Ex. you had some data on 8 inch floppies (1970 ish) That is only around 40 years ago (much less than your time frame of 200 years)and it would already be pretty hard to find someone who knew what it was much less how to get a PC and drive to read them.

For UDF vs ISO that's a good question: [clarify first for ISO I mean joliet (9660) and UDF I mean (ISO 13346)]
I would say UDF (standard replacing joliet compatibility going forward is looking pretty good) in plain (single burn) It would give you one shot to burn the disk and once closed it can no longer have any changes made to it. VAT mode (what solandri described) lets you burn more to it or "delete" but once finalized (properly) it can no longer be changed. So a valid choice there too.
 
Thank you for the clarification Solandri! Yes, this will be our Archival medium, so the M-Disc will be used.

In light of your answer, I have another question: What software can access previous directory listings? I did some online searching, but was having trouble finding a solution.



 
Thank you for answering my questions Spectre694. After a few tests and the answers from this discussion, my plan is to burn files to the M-Disc like a USB flashdrive, and drag the archive files onto the M-Disc as I need it. Once it is full, finalize the disc with ImgBurn. It will all be in UDF format.

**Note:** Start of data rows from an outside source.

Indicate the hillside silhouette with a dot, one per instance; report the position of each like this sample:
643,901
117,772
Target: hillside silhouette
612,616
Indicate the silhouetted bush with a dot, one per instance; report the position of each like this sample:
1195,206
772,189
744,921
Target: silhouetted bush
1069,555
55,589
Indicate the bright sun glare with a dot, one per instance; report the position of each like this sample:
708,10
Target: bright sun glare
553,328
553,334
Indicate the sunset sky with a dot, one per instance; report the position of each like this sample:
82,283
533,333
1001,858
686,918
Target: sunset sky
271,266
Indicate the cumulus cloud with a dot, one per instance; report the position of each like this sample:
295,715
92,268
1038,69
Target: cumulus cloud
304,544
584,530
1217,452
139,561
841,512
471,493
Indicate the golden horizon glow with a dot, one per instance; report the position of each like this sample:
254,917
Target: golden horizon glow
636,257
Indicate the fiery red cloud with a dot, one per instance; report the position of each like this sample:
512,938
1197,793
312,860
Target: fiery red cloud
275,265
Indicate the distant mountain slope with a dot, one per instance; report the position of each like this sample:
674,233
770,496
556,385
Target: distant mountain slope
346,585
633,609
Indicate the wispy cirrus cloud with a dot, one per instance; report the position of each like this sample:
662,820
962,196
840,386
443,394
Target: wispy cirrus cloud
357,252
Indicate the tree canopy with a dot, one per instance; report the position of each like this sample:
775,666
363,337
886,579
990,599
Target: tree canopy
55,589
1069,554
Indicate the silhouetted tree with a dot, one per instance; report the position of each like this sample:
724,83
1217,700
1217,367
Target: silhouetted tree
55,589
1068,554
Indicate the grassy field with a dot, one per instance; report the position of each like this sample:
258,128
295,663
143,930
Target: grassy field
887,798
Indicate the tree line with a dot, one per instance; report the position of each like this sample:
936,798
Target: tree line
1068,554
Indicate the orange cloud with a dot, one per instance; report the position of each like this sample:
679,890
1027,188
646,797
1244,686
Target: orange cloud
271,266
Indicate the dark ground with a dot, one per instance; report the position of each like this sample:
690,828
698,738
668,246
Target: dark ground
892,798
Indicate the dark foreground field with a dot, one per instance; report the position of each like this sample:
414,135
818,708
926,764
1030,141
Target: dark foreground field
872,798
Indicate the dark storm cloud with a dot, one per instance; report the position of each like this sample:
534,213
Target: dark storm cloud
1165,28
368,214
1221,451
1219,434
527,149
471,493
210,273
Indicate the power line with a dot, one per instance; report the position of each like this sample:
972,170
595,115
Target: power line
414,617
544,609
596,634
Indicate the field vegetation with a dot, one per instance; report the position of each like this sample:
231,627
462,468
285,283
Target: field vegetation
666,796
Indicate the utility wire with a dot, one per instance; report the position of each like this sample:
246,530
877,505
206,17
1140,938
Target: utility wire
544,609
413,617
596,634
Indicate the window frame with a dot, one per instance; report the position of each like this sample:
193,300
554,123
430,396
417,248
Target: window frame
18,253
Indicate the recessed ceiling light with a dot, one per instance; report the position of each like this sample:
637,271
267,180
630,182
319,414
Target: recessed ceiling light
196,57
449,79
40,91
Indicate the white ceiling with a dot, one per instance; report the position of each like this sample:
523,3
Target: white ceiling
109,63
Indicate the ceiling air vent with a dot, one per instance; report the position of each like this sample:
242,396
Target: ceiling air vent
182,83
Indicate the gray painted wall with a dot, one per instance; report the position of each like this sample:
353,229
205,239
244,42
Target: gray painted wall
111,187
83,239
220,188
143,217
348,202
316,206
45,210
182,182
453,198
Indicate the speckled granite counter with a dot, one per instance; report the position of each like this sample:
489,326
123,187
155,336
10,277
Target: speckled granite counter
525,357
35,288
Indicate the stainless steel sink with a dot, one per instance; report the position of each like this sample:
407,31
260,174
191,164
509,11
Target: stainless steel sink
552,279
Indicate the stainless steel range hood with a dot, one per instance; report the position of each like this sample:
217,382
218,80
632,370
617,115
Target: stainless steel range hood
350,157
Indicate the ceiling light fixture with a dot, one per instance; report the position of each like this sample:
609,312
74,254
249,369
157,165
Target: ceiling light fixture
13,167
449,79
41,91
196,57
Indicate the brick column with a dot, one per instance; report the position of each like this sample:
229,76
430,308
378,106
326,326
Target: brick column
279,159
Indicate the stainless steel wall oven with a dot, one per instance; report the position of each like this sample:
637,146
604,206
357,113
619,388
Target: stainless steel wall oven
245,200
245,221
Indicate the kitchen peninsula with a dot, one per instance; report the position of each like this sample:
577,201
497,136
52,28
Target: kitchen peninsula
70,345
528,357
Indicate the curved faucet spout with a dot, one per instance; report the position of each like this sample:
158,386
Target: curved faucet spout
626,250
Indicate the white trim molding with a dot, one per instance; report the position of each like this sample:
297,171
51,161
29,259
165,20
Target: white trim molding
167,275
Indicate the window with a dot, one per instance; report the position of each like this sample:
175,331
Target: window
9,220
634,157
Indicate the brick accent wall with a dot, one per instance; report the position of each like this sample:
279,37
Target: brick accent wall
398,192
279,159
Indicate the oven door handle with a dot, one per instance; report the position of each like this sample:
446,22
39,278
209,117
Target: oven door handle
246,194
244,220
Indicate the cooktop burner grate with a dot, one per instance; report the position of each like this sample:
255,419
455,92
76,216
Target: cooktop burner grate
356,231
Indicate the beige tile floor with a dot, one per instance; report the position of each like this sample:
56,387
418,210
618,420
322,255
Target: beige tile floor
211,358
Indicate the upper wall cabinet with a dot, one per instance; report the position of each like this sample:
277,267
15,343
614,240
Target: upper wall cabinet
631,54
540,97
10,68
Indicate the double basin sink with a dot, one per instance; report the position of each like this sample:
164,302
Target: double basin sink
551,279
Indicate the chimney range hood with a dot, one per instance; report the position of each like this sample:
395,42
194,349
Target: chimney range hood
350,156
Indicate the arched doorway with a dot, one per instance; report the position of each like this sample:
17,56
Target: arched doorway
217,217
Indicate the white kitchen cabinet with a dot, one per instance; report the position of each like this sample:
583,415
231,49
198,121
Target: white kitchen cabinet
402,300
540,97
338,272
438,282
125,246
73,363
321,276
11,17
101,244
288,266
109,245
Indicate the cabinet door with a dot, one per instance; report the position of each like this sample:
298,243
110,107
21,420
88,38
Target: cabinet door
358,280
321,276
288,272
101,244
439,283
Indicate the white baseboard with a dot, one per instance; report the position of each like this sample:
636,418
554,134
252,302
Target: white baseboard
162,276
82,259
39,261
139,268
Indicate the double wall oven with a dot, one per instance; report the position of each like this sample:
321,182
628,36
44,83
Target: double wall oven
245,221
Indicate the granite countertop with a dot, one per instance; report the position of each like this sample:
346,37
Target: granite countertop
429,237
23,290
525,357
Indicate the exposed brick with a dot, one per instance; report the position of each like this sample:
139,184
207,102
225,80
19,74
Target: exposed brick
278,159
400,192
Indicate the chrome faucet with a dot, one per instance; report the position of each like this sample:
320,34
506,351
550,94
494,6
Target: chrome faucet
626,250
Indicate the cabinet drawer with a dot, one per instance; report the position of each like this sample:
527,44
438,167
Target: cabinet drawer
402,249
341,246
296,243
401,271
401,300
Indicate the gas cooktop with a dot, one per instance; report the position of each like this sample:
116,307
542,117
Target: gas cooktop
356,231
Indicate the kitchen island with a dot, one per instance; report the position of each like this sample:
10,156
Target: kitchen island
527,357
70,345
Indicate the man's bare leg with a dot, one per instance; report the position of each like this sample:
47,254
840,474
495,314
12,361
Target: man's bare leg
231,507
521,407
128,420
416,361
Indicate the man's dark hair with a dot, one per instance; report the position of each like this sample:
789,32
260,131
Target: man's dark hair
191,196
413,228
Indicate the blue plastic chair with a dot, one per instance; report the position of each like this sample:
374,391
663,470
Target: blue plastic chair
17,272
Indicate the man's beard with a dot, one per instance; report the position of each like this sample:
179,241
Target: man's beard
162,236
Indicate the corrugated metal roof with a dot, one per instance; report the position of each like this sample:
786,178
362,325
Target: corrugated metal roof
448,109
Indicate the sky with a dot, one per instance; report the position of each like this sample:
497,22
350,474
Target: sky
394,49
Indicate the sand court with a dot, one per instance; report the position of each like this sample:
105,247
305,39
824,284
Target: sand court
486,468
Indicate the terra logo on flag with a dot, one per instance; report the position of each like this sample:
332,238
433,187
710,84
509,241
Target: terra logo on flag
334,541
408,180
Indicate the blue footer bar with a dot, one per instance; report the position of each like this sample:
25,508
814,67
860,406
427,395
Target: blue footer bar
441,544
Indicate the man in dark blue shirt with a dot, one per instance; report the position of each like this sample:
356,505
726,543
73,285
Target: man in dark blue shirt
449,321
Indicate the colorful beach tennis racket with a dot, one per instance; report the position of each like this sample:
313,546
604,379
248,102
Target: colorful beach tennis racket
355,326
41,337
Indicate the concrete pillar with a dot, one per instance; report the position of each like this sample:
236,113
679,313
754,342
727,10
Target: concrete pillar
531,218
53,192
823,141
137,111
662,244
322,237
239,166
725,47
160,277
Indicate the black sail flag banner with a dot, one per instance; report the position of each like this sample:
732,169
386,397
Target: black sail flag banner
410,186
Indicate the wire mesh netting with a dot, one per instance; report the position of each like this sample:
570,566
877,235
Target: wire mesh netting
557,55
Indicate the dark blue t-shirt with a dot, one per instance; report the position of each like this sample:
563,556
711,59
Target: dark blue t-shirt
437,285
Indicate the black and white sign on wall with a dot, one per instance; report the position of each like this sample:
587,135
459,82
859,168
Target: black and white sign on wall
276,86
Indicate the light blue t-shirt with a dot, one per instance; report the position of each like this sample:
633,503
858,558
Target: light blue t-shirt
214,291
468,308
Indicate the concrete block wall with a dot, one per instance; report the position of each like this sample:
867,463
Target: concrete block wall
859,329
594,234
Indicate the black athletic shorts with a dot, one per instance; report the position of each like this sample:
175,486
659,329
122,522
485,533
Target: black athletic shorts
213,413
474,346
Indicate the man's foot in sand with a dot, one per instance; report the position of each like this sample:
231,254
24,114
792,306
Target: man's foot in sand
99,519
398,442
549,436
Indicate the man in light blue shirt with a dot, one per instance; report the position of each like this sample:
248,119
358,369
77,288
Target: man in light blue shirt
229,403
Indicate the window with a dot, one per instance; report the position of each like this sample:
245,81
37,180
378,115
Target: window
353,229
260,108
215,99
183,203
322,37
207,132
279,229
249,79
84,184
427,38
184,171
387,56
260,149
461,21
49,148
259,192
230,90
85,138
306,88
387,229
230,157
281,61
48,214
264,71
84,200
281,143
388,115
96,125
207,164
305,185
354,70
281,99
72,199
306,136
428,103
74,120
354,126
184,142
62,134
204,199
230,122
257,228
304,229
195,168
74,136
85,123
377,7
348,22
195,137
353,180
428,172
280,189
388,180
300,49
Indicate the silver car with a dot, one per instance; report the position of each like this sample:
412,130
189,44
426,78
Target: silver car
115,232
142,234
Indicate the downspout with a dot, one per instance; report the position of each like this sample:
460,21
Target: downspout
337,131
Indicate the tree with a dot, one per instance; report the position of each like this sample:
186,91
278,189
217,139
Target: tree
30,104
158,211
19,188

This done, I found that you cannot delete the files, you cannot re-format the disc either. Just what I wanted.



 


In 200 years chances are pretty good there will be no drives to read your disks around, unless you store drives along with the disks and test them once every few months to make sure they are working for the next 200 years. Even now Apple is not including an optical disk in most of their systems.
 

Optical discs are by far the longest-lived media. CDs made in the 1980s and CD-Rs from the early 1990s are still readable in modern Blu-ray drives.

HDDs have gone from ST/ESDI to IDE to SATA. On the server front, they've gone through several iterations of SCSI (not always backwards compatible) to SAS.

Ejectable disks have gone from 5.25" floppies to 3.5" to Zip drives (my graduate thesis is on a Zip disk somewhere) to obsolete.

Tape drives have gone through more formats than I care to count. On the non-computer front alone, there's been reel-to-reel, 8-track, audio cassette (the longest-lived at over 40 years), Beta, VHS, VHS-C, Hi8.

Ejectable flash drives have gone from PCMCIA (still have one in my old HP 200LX), to CF (a reduced length PCMCIA card) to SD to mini SD to microSD.

USB flash drives are about to go from USB-A to USB-C.

None of these are backwards compatible sans adapter. Except optical discs. Pop in a 1984 CD into a 2016 Blu-ray drive and it'll play.

I have no idea if there will still be optical drives which can read them in 200 years, but they're closing in on 35 years right now. Which makes them by far the best bet for archival data storage. The industry seems to have settled on 12cm as a handy size which still stores a good amount of data, so all future optical drives should be the same size and thus able to read older discs. (And don't say just copy the data to a new external HDD every 5 years. You've obviously never heard of bit rot. My NAS runs ZFS to help counter bit rot - random bit flips in the magnetic media. But the real drawback of HDDs is that they're not write-once. I have to regularly backup my NAS in case I accidentally delete or overwrite a file that I mean to be archiving. You don't have that problem with archival write-once optical media.)